Perceptual misalignment of texture representations in convolutional neural networks

arXiv cs.CV / 4/3/2026

💬 OpinionSignals & Early TrendsIdeas & Deep AnalysisModels & Research

Key Points

  • The paper studies whether CNN-based texture representations—specifically Gram matrices of convolutional features—match human perceptual texture content.
  • By evaluating many CNNs and comparing their texture-feature correlations with human perceptual alignment using Brain-Score, the authors find no relationship between standard CNN “visual system model” quality metrics and human-like texture representation.
  • The findings suggest that human texture perception relies on mechanisms different from those captured by common CNN object-recognition–trained approaches.
  • The authors hypothesize that contextual integration may play a key role in human texture perception that is not adequately reflected by current CNN feature-correlation texture models.

Abstract

Mathematical modeling of visual textures traces back to Julesz's intuition that texture perception in humans is based on local correlations between image features.
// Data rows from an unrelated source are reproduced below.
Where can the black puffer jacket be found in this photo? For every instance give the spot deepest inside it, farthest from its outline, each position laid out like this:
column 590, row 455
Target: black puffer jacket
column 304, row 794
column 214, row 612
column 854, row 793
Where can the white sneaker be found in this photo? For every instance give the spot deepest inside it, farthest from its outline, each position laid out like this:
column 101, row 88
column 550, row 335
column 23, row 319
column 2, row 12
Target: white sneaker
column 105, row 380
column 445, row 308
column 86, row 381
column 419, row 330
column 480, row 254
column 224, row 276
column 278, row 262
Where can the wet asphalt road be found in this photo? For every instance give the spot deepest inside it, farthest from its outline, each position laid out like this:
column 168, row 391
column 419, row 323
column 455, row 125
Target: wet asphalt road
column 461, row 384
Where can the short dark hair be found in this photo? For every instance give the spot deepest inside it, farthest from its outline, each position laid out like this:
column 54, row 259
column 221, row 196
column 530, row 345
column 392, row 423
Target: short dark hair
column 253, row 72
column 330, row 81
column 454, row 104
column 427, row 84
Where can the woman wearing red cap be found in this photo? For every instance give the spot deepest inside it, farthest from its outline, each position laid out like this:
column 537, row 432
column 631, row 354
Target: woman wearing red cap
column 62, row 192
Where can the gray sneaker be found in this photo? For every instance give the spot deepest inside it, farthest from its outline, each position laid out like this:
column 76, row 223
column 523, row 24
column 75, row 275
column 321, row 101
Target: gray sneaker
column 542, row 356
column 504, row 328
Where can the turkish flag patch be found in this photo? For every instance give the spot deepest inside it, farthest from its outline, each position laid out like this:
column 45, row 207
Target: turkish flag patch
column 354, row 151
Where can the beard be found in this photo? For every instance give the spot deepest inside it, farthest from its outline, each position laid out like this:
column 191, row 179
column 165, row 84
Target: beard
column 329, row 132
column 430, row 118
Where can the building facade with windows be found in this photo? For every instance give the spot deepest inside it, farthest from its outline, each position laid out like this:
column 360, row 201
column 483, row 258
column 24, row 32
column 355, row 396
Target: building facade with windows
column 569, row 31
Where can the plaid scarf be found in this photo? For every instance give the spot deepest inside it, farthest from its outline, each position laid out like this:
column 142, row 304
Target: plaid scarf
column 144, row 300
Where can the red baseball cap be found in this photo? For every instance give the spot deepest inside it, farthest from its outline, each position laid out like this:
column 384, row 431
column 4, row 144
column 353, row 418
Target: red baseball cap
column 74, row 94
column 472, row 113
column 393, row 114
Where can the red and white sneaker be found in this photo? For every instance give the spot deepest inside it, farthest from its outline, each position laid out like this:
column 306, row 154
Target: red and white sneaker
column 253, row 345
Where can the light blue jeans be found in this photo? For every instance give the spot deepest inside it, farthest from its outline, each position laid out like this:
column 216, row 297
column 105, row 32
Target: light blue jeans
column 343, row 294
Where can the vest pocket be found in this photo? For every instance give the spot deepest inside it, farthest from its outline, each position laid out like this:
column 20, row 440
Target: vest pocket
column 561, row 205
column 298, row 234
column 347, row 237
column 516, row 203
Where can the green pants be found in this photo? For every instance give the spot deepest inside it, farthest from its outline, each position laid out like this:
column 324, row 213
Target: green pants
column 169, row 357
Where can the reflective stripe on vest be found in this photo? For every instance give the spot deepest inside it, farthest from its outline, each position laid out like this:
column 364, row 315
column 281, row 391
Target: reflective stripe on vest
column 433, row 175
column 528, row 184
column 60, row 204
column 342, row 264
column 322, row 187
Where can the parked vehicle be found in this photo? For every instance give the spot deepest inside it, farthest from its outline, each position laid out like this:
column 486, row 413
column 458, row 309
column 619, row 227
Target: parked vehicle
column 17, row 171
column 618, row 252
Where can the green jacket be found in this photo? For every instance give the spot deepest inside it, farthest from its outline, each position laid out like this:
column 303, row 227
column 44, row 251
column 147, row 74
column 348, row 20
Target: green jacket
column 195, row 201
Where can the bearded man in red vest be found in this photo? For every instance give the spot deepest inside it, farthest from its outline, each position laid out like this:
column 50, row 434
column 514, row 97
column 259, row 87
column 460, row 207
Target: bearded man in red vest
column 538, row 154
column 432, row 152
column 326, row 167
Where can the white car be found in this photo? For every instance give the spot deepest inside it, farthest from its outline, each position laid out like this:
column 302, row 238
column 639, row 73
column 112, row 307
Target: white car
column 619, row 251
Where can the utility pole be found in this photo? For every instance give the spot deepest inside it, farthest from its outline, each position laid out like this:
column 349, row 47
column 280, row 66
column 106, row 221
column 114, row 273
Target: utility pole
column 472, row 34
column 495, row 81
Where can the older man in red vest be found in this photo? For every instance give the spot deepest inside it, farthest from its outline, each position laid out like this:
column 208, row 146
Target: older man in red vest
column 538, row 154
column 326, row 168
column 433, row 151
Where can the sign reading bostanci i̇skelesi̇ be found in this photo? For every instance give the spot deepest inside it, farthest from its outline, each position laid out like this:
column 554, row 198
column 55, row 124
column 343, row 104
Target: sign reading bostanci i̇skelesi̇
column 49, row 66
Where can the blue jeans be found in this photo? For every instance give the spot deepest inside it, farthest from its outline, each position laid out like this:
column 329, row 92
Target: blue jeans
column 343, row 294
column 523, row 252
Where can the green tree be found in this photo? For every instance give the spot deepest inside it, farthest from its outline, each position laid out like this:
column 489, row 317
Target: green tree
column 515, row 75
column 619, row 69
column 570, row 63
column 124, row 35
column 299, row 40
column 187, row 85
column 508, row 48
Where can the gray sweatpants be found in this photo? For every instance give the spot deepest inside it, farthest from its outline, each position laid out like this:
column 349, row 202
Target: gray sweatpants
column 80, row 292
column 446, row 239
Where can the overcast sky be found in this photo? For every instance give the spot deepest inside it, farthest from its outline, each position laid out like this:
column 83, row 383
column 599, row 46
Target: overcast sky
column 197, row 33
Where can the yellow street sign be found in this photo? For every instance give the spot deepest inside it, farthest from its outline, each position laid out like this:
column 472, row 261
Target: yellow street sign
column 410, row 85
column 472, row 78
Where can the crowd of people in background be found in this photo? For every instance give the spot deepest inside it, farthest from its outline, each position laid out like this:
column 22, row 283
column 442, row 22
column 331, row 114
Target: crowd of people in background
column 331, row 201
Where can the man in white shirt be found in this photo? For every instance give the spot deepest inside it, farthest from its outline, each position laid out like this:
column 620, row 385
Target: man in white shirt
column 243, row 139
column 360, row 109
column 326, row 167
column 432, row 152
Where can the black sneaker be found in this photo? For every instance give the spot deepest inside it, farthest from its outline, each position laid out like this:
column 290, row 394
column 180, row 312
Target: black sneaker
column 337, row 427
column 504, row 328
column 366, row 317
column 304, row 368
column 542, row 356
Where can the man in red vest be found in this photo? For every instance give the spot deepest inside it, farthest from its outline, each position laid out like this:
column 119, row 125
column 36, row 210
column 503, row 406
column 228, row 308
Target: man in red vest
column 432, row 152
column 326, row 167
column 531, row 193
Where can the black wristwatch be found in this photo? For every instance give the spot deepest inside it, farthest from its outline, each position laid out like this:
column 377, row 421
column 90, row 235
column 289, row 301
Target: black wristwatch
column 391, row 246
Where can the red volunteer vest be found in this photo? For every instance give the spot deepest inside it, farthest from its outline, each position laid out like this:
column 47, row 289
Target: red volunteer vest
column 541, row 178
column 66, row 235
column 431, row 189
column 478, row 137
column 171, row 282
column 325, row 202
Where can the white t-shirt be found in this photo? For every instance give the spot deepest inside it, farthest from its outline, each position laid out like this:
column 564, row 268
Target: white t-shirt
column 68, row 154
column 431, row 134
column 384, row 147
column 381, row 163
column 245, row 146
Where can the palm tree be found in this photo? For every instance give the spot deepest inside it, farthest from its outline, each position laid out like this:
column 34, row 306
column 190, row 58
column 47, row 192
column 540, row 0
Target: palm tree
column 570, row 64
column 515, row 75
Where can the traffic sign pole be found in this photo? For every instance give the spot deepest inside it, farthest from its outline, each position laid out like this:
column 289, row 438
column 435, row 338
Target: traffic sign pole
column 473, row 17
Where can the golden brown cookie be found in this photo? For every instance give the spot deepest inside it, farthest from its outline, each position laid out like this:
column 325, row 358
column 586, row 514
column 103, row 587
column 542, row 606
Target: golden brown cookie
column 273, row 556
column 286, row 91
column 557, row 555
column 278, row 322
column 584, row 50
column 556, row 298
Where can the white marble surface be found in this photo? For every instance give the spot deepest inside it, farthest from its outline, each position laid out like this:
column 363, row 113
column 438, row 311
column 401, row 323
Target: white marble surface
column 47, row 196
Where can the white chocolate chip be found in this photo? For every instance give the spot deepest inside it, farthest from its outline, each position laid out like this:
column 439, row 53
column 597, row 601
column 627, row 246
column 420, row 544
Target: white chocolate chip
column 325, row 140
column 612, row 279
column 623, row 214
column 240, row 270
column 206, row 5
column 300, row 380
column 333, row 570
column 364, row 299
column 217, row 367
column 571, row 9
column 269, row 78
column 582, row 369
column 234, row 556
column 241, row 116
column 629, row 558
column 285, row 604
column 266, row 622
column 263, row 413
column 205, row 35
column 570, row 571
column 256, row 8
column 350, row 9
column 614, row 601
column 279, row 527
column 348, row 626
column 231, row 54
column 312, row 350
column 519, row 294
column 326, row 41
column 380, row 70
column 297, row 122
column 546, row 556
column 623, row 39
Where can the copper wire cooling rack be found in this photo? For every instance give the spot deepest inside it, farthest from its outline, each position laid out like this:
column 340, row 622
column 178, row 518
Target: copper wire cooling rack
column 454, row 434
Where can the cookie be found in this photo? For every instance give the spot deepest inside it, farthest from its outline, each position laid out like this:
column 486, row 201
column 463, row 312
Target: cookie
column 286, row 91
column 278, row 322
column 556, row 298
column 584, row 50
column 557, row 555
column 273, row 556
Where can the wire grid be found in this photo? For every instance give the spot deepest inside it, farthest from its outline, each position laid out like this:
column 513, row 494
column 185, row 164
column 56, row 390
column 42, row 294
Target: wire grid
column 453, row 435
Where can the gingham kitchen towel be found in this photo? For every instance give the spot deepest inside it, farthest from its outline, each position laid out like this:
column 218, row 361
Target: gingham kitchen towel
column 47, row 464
An influential approach for texture analysis and generation generalizes this notion to linear correlations between the nonlinear features computed by convolutional neural networks (CNNs), compiled into Gram matrices. Given that CNNs are often used as models for the visual system, it is natural to ask whether such "texture representations" spontaneously align with the textures' perceptual content, and in particular whether those CNNs that are regarded as better models for the visual system also possess more human-like texture representations. Here we compare the perceptual content captured by feature correlations computed for a diverse pool of CNNs, and we compare it to the models' perceptual alignment with the mammalian visual system as measured by Brain-Score. Surprisingly, we find that there is no connection between conventional measures of CNN quality as a model of the visual system and its alignment with human texture perception. We conclude that texture perception involves mechanisms that are distinct from those that are commonly modeled using approaches based on CNNs trained on object recognition, possibly depending on the integration of contextual information.